My mom had been told that if I came out of the coma, I would be severely mentally handicapped and in assisted living for the rest of my life. By some miracle, that was not at all the case. Still everything seemed grey; my world was not what it should have been, and I was not the person I knew myself to be. I knew who I had been, and I tried to be that person as best any 5-year old could be, but it was like living in the confines of a stranger. My taste in food, entertainment, people, everything was different; I was a new person and had to learn how to be that person.
The written process will sound straightforward enough but it took 5 to 7 years of questions and struggles for me to really level out. My healing as a person really began probably a year later after a discussion with my sister. I was talking about how I had use to be, comparing myself to that now unreal standard and blaming my new personality on the injury. My sister stopped me, looked me in the eyes and said “No.

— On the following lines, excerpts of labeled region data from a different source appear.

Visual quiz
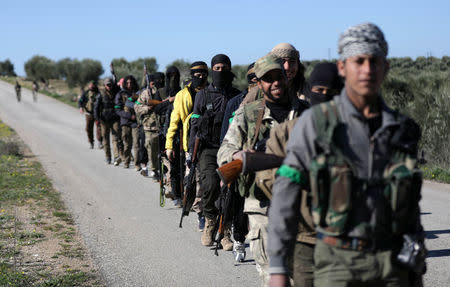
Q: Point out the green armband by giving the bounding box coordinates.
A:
[276,164,305,184]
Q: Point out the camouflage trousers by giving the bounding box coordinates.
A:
[185,152,203,214]
[291,241,314,287]
[247,213,270,286]
[198,148,220,219]
[102,121,122,160]
[121,126,139,166]
[314,240,412,287]
[145,131,159,171]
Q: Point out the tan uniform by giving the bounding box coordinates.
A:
[134,89,160,171]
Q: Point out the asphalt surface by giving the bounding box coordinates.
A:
[0,81,450,287]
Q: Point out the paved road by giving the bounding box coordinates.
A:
[0,81,450,287]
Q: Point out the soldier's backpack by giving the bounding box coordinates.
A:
[309,100,422,236]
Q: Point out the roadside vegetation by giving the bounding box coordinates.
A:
[0,121,104,287]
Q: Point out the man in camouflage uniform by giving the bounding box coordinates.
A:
[217,55,306,285]
[78,81,103,149]
[256,63,342,287]
[94,78,122,164]
[135,73,162,178]
[189,54,240,248]
[268,23,425,287]
[14,80,22,102]
[114,75,139,168]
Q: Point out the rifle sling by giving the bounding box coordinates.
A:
[251,99,266,149]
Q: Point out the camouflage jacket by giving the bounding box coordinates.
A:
[134,89,161,132]
[255,118,316,244]
[78,90,100,114]
[217,99,298,215]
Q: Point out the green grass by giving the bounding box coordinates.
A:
[0,76,78,108]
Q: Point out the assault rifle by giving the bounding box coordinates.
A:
[179,138,200,228]
[147,99,163,107]
[217,152,284,185]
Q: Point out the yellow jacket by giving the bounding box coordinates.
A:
[166,84,194,152]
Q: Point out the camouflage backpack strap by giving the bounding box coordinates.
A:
[313,101,340,152]
[251,99,266,149]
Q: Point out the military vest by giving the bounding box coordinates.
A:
[309,101,422,236]
[84,91,97,113]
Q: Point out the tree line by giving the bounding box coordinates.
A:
[0,55,450,169]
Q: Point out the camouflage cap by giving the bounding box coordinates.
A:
[103,78,113,85]
[255,54,283,79]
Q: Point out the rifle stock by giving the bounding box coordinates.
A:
[242,152,284,173]
[147,99,162,106]
[217,159,243,185]
[217,152,284,185]
[178,138,200,228]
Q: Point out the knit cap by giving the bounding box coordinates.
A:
[338,23,388,61]
[270,43,300,59]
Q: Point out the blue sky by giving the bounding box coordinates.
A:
[0,0,450,75]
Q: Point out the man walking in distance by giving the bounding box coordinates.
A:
[268,23,425,287]
[270,43,305,100]
[14,80,22,103]
[32,81,39,103]
[217,54,306,285]
[165,61,208,225]
[78,81,103,149]
[135,70,171,179]
[255,63,343,287]
[94,78,121,165]
[189,54,240,250]
[114,75,139,168]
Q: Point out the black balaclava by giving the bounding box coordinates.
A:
[122,75,139,93]
[191,61,208,89]
[247,62,256,85]
[154,72,165,89]
[166,66,181,97]
[305,63,343,105]
[211,54,234,89]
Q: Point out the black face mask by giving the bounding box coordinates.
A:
[306,92,334,106]
[212,71,234,89]
[191,76,207,89]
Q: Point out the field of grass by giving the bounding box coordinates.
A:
[0,76,80,107]
[0,121,104,287]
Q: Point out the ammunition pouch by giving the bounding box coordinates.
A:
[199,109,223,145]
[384,156,422,236]
[310,154,353,236]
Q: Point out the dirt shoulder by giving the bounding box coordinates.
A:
[0,121,105,286]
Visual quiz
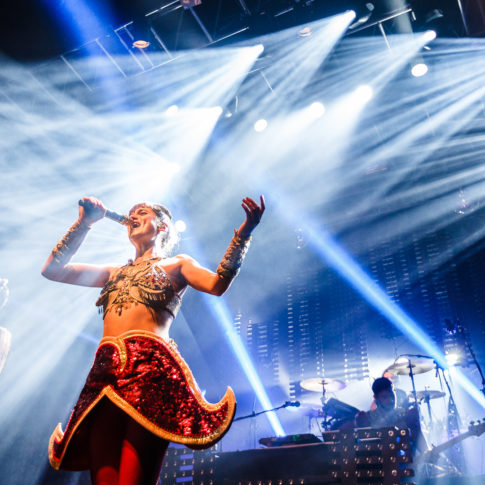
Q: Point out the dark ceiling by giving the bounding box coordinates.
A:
[0,0,485,61]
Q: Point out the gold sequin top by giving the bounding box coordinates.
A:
[96,258,182,318]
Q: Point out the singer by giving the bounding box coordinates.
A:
[42,196,265,485]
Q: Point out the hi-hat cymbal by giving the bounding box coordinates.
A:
[300,377,347,393]
[384,357,435,376]
[409,389,445,401]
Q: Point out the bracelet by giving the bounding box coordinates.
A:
[217,230,252,279]
[52,220,91,264]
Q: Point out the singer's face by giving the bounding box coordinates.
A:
[128,205,159,243]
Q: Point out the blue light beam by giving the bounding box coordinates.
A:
[204,294,286,436]
[303,222,485,406]
[182,240,286,436]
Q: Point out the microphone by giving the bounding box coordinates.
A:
[78,199,131,226]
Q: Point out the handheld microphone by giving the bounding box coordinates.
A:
[78,199,131,226]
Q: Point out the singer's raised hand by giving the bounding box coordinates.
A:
[79,197,106,226]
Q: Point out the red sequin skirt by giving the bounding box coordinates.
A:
[49,330,236,470]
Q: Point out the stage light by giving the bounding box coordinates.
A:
[165,104,179,116]
[354,84,374,103]
[298,27,312,37]
[445,352,463,366]
[133,39,150,49]
[344,9,358,22]
[254,119,268,132]
[175,219,187,232]
[411,62,428,77]
[308,101,325,118]
[297,216,485,406]
[254,44,264,56]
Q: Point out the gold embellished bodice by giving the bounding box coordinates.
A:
[96,258,182,317]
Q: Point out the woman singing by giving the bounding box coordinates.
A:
[42,197,264,485]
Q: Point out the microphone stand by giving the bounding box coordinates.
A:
[463,332,485,395]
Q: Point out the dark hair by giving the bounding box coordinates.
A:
[372,377,392,396]
[129,201,179,257]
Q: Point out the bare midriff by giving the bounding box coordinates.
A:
[103,304,173,340]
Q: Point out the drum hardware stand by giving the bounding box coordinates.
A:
[435,361,465,475]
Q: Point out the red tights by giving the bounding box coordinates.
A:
[89,399,168,485]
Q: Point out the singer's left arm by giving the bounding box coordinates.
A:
[42,197,113,287]
[42,255,113,288]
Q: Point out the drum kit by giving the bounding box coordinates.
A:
[300,354,452,430]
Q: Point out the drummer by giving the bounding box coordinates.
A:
[355,377,428,454]
[370,369,409,411]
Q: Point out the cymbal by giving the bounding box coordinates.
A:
[300,377,347,393]
[384,357,435,376]
[409,389,445,401]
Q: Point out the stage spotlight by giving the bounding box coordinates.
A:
[308,101,325,118]
[254,44,264,56]
[165,104,179,116]
[445,352,463,366]
[133,40,150,49]
[254,119,268,132]
[411,62,428,77]
[298,27,312,37]
[175,219,187,232]
[354,84,374,103]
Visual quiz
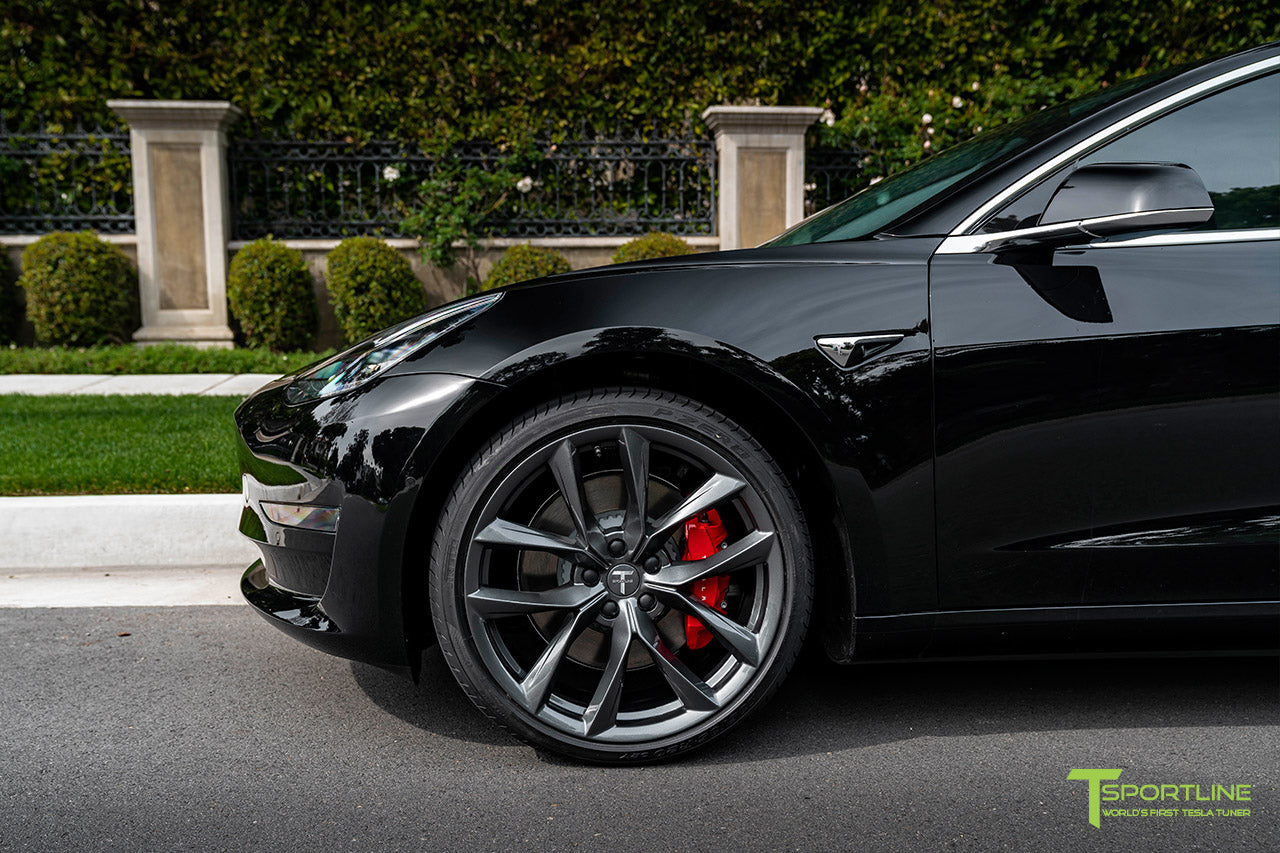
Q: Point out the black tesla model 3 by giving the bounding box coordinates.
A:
[237,44,1280,762]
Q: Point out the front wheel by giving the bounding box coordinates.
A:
[430,388,813,762]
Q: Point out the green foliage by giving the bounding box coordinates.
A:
[401,152,529,293]
[481,243,573,291]
[0,394,241,494]
[0,126,133,228]
[0,343,334,375]
[227,237,317,352]
[18,231,138,346]
[0,0,1280,149]
[613,231,694,264]
[0,250,22,343]
[325,237,426,343]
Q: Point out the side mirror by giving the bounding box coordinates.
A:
[980,163,1213,251]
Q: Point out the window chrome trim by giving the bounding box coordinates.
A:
[938,56,1280,236]
[933,223,1280,255]
[1089,228,1280,248]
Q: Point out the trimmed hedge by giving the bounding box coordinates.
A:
[613,231,694,264]
[227,237,319,352]
[325,237,426,343]
[18,231,138,346]
[480,243,573,291]
[0,0,1280,151]
[0,250,22,343]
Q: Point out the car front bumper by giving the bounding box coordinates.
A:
[236,374,498,671]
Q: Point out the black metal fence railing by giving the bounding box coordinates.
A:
[229,136,716,240]
[0,118,133,234]
[0,117,867,240]
[804,147,867,216]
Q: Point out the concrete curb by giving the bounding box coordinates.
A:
[0,373,278,397]
[0,494,259,573]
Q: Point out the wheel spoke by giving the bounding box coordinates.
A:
[652,584,764,666]
[618,427,649,551]
[631,607,719,711]
[550,438,604,552]
[475,519,600,564]
[641,474,746,553]
[467,584,603,619]
[516,594,604,713]
[654,530,774,587]
[582,607,634,736]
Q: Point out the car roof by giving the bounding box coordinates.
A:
[888,41,1280,237]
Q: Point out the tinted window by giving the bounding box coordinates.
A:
[983,74,1280,232]
[765,68,1181,246]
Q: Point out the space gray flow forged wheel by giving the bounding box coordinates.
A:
[430,388,813,762]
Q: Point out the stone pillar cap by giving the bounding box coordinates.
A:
[703,106,822,134]
[106,100,243,131]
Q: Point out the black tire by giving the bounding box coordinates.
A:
[430,388,813,763]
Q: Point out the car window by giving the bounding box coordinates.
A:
[764,68,1183,246]
[980,74,1280,233]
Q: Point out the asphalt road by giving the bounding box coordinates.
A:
[0,607,1280,852]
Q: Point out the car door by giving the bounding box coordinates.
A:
[931,73,1280,610]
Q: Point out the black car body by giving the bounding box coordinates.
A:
[237,45,1280,758]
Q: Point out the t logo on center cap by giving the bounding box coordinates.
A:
[604,566,640,596]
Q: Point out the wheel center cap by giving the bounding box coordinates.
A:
[604,564,640,598]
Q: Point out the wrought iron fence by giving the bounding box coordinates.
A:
[229,136,716,240]
[0,117,133,234]
[804,147,867,216]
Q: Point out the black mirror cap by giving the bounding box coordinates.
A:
[1041,163,1213,225]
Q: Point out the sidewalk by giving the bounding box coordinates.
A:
[0,373,276,578]
[0,373,278,397]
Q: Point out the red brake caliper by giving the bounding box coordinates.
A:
[684,510,728,648]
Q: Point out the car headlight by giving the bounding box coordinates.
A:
[284,293,502,403]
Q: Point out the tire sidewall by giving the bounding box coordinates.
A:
[430,388,813,763]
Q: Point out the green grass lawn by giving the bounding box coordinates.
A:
[0,394,241,494]
[0,343,333,374]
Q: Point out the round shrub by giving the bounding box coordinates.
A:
[18,231,138,346]
[325,237,426,343]
[613,231,694,264]
[480,243,573,291]
[227,237,317,352]
[0,250,22,343]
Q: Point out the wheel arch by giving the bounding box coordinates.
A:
[403,351,855,675]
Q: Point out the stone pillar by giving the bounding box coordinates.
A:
[106,101,241,347]
[703,106,822,248]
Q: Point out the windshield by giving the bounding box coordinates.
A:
[764,68,1181,246]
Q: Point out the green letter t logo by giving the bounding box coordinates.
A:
[1066,767,1121,829]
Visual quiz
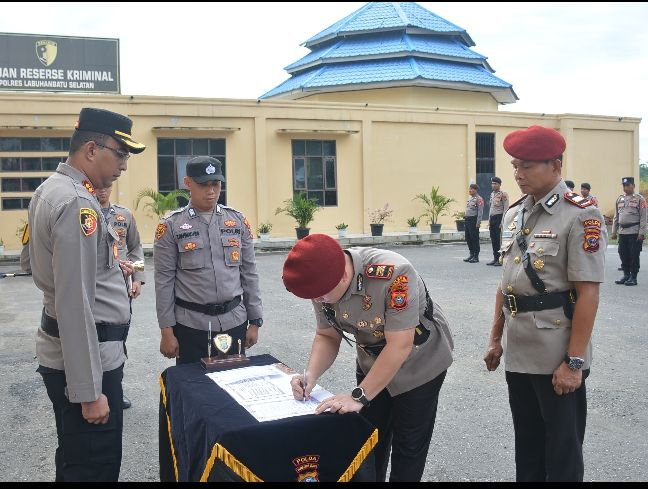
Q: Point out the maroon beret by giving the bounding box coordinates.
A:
[281,234,345,299]
[504,126,567,161]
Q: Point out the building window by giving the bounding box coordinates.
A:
[292,139,337,206]
[157,138,227,205]
[475,132,495,220]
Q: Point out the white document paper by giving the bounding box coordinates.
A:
[206,363,333,422]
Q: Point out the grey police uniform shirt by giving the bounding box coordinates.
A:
[101,203,145,284]
[313,247,454,396]
[466,194,484,222]
[488,190,509,218]
[153,202,262,332]
[29,163,130,403]
[500,180,608,374]
[612,193,647,235]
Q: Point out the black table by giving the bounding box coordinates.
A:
[159,355,378,482]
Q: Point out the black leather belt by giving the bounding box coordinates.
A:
[504,289,576,319]
[41,309,130,343]
[176,295,241,316]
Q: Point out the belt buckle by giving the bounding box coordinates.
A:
[504,294,517,318]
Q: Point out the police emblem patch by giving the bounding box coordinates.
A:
[365,265,394,280]
[155,224,167,239]
[79,207,97,236]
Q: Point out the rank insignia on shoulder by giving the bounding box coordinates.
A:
[365,265,394,280]
[564,192,594,209]
[545,194,560,209]
[155,223,167,239]
[79,207,97,236]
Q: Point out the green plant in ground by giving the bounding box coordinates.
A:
[275,192,321,229]
[412,187,456,224]
[407,216,421,228]
[368,202,394,224]
[135,188,190,218]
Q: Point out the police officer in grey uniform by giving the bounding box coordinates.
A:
[484,126,607,481]
[464,183,484,263]
[486,177,509,267]
[28,108,144,482]
[96,185,145,409]
[283,234,453,482]
[612,177,647,285]
[153,156,263,364]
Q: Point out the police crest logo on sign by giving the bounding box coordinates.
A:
[36,40,58,66]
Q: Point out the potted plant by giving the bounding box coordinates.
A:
[407,216,421,234]
[412,187,455,233]
[335,222,349,238]
[452,211,466,231]
[257,222,272,241]
[275,192,321,239]
[369,202,394,236]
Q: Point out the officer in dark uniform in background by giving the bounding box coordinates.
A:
[464,183,484,263]
[28,108,144,482]
[484,126,607,482]
[153,156,263,364]
[612,177,647,285]
[96,185,144,409]
[486,177,509,267]
[282,234,453,482]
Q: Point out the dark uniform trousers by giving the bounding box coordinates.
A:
[506,369,589,482]
[488,214,504,260]
[619,234,643,277]
[356,364,447,482]
[466,216,480,258]
[36,365,124,482]
[158,321,247,482]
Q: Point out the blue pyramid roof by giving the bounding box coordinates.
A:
[260,2,517,103]
[303,2,475,48]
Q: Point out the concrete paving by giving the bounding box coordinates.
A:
[0,241,648,481]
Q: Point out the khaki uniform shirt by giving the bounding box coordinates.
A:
[466,194,484,222]
[101,204,145,285]
[488,190,508,219]
[500,180,607,374]
[29,163,130,403]
[612,193,647,235]
[313,247,454,396]
[153,202,262,331]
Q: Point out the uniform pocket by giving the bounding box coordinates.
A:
[221,236,241,267]
[178,236,205,270]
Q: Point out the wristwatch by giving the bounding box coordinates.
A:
[351,387,369,406]
[563,353,585,371]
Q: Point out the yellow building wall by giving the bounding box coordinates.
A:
[0,93,640,250]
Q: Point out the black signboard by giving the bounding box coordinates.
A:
[0,33,120,93]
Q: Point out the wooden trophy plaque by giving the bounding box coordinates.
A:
[200,334,250,372]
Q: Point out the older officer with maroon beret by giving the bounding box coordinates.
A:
[484,126,607,481]
[25,108,145,482]
[283,234,453,482]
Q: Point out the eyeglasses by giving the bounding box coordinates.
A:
[93,141,130,160]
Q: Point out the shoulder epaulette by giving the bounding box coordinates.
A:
[563,192,594,209]
[509,194,529,209]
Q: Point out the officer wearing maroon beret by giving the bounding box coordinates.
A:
[283,234,453,482]
[484,126,607,481]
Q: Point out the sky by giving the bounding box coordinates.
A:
[0,2,648,164]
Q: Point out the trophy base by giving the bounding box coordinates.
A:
[200,354,250,372]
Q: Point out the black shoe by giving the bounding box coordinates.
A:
[614,273,636,285]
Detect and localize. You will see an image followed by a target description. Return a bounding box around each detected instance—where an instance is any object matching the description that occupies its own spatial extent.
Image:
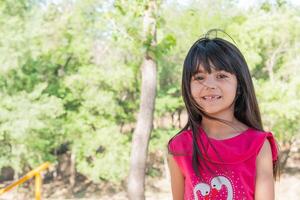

This is you now, you are not your brain injury. We all change, you just did it quickly. This, who you are now, is who you are and there is nothing wrong with that.”
At 18 I was a new person. As my mother put it “you are still the same core person, but the details are different.” There were many struggles but over time I opened up to learning the new me and life didn’t stop. I knew if I hadn’t tried or done something since my wreck, I didn’t know if I like it or not; as a result, I became open to new things and experiences. Since my wreck; I moved to college 9 months later, had many wonderful experiences and friends, graduated summa cum laude with a BS in mechanical engineering, followed my sister to Idaho, got a position working for HP Inc., and recently bought my first house. I am passionate about travel, adore people and stay surrounded by many friends. I have gotten into snowboarding, taken up country swing dancing, love to hike, cook and bake every chance I get, am a huge advocate of Dave Ramsey, and recently started trying my hand at painting.
My life is beautiful. I live near my sister, am close with my family, am a successful engineer, and am a busy body with a large friend group. Technically my life is phenomenally different than it would have been, I can’t even imagine that life; more importantly, I don’t care to. I still struggle some with the repercussion of the accident but it’s not different than dealing with the long-term effects of any brain injury. I have learned that my life is no more the result of my brain injury than someone’s life would be the result of the broken leg they had as a child. The injury is part of my story, its part of who I am just like every other occurrence in my life, but it is no more defining than any part of my story.